5.- Estados coordinacionistas: En este caso, se entiende que para la mejor solución
de asuntos que atañen a las religiones, respecto de los cuales el Estado tiene también
un interés (piénsese por ejemplo en el patrimonio cultural perteneciente a grupos
religiosos, o bien en la efectiva observancia de las implicaciones prácticas de la libertad
religiosa de los ciudadanos), es importante la coordinación y el acuerdo entre las
autoridades estatales y los líderes religiosos. De ahí la existencia —en países como
España, Italia, Portugal o Alemania— de acuerdos y convenios bilaterales, que se
alcanzan en virtud de fundamentos jurídicos variados y con formas de expresión
también diversas entre sí. Los sistemas coordinacionista optan por un “derecho bilateral
2
y especial”. Es decir, un derecho que se pacta o acuerda entre los interlocutores
interesados (el Estado y el grupo religioso de que se trate) y que regula unos supuestos
específicos (cuestiones religiosas o conexas de interés compartido) que constituyen un
elemento particular dentro del marco más amplio del derecho común.

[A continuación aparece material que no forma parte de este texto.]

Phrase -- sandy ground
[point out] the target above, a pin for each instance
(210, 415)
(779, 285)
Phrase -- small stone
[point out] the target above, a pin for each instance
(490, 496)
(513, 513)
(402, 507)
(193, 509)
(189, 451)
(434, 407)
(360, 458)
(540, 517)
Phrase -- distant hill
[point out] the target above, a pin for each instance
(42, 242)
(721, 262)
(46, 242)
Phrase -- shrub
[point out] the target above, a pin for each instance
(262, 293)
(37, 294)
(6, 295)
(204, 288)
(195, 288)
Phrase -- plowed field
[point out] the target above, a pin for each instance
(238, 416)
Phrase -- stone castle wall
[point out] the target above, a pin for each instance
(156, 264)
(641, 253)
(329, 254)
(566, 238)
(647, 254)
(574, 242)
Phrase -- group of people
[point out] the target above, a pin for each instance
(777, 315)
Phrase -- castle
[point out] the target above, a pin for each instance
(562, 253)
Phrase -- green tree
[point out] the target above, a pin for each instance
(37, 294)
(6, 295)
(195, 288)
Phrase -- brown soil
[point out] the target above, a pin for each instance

El sistema coordinacionista goza en teoría de una mayor capacidad de adaptación a
problemas concretos. El inconveniente que presenta, a juicio de algún sector de la
doctrina, es la consagración de niveles distintos de relación entre el Estado y los grupos
religiosos. En efecto, los acuerdos y convenios son más frecuentes con grupos que gozan
de una cierta representatividad numérica en un país, mientras que grupos con menor
presencia social podrían no tener la misma atención por parte del Estado.
6.- Modelos extremos: totalitarismo, fundamentalismo, laicismo: Los totalitarismos
del siglo XX pretendieron liberar al hombre de la religión.
Plantearon una especie de confesionalidad inversa: el poder político se adhería
oficialmente al ateísmo y pretendía que los ciudadanos abandonaran la religión —
considerada una superstición del pasado— a través de vías coactivas directas (supresión
de los grupos religiosos, confiscación de sus bienes, tipificación penal de la pertenencia
a grupos religiosos) e indirectas (inhabilitación para ocupar cargos públicos). Frente al
confesionalismo ateo que se instaló en los totalitarismos, el laicismo se instala en los
regímenes democráticos. Una “verdadera” democracia —se argumenta—requiere la
instauración del relativismo, incompatible de suyo con la defensa de “una” verdad por
parte de las religiones, que por ello son antidemocráticas.
El laicismo pretendería la reproducción a todos los niveles (interpersonal, social,
religioso, familiar, etc.) de la democracia, no solo como régimen político, sino también
como único modelo aceptable de convivencia. Se distingue del Estado aconfesional o
laico: este “no se compromete oficialmente con una religión determinada, pero admite
las manifestaciones sociales que pudieran tener las diversas religiones, garantizando así
el ejercicio de la libertad religiosa de sus ciudadanos. El Estado laicista, por el contrario,
se compromete con una determinada concepción religiosa, concretamente con aquella
que considera la religión de manera negativa, adoptando, si acaso, una especie de
‘Religion civil’ o mejor, del Estado”. El laicismo advierte constantemente del peligro que
supone la religión para el progreso social y exige un rearme democrático contra dicho
peligro. El laicismo, en definitiva, “se distingue por su clara intención de eliminar las
formas de vida y de pensamiento religioso de la escena de la vida pública, no solo en lo
que se relaciona con los asuntos del Estado, sino también con la vida civil. Se trata de
excluir la religión de la vida cultural en lo que tiene de público y común, para confinarla
a los reductos de la vida individual. Por último, los fundamentalismos (de cualquier
signo, religioso o no) suponen la absolutización de un sistema de ideas (religiosas,
científicas, filosóficas) hasta el punto de convertirlas en los principios por los que debe
regirse por completo la vida política y social, para lo cual el fundamentalista impone
dichas ideas de forma coactiva en la esfera política.